1\. Erlang has a funky syntax; deal with it. If you can't or won't learn the
language b/c of the syntax that is your loss. I'm sorry, but I can't really
find this a valid argument as it basically sounds like "Erlang syntax scares
me. Me no likey".

2\. Documentation on Erlang libraries is a bit weak in some areas, but all the
source is there and since it is functional, the ability to decipher the
methods is really great. However, if you are looking for a 'mysql tutorial'
with a 1000 hits on Google to show you the way, you won't find it. Frankly,
you will have to exert some effort with Erlang.

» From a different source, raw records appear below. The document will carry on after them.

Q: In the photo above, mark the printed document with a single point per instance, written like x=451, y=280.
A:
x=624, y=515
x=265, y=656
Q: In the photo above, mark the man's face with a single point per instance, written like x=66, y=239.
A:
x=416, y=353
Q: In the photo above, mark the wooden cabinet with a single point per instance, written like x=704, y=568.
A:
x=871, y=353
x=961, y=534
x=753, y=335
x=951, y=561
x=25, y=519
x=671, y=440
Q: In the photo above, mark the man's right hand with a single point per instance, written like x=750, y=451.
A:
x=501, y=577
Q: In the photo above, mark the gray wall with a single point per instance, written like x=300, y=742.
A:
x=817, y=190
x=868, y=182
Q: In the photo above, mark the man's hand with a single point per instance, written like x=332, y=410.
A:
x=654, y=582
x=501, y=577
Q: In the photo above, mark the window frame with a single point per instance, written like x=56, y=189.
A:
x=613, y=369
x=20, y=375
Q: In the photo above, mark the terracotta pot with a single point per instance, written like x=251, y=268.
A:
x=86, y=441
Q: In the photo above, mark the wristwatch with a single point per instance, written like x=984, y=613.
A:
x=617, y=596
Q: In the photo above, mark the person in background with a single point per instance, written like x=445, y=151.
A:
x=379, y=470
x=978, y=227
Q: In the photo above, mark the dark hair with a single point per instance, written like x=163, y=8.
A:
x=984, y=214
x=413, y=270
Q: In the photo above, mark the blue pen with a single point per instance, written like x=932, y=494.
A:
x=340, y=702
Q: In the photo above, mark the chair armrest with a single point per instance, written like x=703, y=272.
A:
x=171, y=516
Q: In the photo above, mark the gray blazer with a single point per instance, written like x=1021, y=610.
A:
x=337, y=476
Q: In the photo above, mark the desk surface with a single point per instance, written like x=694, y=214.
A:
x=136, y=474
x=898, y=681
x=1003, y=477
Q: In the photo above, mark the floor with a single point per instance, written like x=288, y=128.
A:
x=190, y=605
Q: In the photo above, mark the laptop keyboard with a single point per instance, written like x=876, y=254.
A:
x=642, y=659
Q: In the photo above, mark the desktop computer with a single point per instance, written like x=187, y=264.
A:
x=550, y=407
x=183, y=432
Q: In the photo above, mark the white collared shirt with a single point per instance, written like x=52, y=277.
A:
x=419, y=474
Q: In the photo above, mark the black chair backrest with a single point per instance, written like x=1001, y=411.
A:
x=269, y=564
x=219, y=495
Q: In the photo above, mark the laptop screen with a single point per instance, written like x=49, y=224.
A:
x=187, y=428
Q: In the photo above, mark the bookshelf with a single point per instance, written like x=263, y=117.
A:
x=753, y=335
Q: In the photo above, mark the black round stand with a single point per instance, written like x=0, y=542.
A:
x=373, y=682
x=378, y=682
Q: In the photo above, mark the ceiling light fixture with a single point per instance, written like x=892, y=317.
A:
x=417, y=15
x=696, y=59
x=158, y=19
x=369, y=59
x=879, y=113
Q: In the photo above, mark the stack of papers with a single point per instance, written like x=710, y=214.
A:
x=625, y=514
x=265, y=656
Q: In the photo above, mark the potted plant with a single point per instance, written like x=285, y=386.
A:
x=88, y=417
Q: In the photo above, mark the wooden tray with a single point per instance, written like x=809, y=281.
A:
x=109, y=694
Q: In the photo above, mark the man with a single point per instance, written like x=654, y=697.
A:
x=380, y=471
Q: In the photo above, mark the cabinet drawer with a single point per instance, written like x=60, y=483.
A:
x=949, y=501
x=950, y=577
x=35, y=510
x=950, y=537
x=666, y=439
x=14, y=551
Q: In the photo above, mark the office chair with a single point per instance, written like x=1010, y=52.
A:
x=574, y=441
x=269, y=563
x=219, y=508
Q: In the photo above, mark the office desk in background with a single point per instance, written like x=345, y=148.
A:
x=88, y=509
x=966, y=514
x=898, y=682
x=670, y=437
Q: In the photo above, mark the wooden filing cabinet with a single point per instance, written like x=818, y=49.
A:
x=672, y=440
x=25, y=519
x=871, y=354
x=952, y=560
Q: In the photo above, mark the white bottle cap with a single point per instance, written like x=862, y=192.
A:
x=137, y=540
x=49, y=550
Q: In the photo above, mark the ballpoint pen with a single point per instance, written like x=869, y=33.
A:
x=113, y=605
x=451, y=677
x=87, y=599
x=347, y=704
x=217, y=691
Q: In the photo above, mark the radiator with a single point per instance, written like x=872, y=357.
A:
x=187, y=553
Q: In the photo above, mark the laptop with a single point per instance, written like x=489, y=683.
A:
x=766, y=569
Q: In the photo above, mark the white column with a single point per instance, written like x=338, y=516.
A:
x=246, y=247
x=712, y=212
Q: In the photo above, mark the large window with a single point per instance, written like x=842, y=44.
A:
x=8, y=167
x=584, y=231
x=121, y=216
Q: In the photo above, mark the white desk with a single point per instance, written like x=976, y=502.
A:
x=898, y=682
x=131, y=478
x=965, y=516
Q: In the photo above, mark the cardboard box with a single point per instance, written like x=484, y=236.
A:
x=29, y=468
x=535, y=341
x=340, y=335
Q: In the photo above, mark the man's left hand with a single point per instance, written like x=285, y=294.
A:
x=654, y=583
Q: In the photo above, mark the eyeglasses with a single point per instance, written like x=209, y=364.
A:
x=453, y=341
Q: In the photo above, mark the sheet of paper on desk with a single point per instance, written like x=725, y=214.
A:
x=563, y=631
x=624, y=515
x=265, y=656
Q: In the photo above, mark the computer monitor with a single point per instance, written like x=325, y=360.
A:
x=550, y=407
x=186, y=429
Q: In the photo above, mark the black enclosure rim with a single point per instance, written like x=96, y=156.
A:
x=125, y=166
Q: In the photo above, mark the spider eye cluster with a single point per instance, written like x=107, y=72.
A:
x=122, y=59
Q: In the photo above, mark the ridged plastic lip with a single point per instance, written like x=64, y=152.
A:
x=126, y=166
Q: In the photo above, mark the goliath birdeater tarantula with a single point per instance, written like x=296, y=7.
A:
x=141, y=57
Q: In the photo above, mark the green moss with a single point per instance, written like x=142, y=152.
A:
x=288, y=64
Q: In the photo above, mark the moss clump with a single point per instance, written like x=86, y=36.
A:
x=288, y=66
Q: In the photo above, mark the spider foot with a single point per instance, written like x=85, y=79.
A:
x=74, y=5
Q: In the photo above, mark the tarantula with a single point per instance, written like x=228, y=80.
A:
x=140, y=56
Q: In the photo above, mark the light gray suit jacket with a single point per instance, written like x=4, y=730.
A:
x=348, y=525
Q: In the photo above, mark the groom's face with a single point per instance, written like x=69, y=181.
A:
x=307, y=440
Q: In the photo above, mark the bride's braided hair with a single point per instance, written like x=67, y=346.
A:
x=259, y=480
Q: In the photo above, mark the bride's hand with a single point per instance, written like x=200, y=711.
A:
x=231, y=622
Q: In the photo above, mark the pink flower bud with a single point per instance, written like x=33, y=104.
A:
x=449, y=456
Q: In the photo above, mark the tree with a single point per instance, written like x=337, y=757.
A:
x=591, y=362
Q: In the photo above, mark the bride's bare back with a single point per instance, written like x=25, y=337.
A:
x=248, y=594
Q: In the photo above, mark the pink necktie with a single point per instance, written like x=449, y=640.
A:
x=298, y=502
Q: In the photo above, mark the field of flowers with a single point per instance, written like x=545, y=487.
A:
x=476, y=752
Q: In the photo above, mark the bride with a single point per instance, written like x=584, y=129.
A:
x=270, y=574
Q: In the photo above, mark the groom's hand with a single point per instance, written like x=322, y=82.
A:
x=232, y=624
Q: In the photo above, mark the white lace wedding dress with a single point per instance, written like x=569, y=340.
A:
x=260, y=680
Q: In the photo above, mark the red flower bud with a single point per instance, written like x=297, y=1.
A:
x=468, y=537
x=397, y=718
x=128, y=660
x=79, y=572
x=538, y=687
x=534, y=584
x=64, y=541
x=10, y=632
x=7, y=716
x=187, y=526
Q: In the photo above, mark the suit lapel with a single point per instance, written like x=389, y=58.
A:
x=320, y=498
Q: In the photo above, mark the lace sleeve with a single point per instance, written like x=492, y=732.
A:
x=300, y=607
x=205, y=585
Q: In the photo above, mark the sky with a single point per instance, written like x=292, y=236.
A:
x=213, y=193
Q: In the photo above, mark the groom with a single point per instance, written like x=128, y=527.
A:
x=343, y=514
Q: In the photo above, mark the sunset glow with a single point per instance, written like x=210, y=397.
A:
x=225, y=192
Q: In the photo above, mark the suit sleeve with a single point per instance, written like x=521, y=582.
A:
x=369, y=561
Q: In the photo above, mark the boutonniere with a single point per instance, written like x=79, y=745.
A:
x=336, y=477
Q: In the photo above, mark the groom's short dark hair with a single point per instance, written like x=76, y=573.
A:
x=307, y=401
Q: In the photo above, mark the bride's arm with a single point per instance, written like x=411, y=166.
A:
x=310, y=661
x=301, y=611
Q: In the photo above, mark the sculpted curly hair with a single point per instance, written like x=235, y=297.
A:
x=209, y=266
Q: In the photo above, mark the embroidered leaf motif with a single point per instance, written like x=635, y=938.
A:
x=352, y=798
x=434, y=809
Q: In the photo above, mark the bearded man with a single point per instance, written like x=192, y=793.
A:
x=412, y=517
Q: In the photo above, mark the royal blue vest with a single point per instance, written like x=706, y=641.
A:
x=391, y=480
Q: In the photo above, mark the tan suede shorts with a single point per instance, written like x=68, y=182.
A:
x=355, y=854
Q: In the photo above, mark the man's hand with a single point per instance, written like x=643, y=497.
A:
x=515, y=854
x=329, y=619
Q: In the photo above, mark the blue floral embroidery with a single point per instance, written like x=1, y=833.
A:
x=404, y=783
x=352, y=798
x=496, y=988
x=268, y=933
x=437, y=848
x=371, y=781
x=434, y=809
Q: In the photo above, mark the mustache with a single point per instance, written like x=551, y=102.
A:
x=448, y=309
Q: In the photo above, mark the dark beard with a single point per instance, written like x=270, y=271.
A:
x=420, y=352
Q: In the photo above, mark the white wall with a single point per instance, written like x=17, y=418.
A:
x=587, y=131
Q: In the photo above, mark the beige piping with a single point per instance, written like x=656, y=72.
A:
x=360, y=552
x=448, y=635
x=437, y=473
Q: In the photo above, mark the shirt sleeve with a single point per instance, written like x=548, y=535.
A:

3\. This is wrong. I realize that this is 2008, but even in 2008 you had huge
Erlang systems at Akamai, Mochi and many European telecoms. Since then (when I
have picked it up) there is Basho, XMPP implementations, trading systems and,
of course, Facebook chat.

4\. Again, fear basically. The code base likely will never grow as big as a
.NET or JEE code base simply b/c the code is functional.

5\. The numbers are the numbers and they speak for themselves. You can't
really understand the benefit you can get from Erlang until you try it for
yourself on a multicore system and see it fly, watch it in a multi-noded
system and watch it grow and see how it handles failures w/ ease. Traditional
OO developers (.NET and Java) just won't "get it" until they try it.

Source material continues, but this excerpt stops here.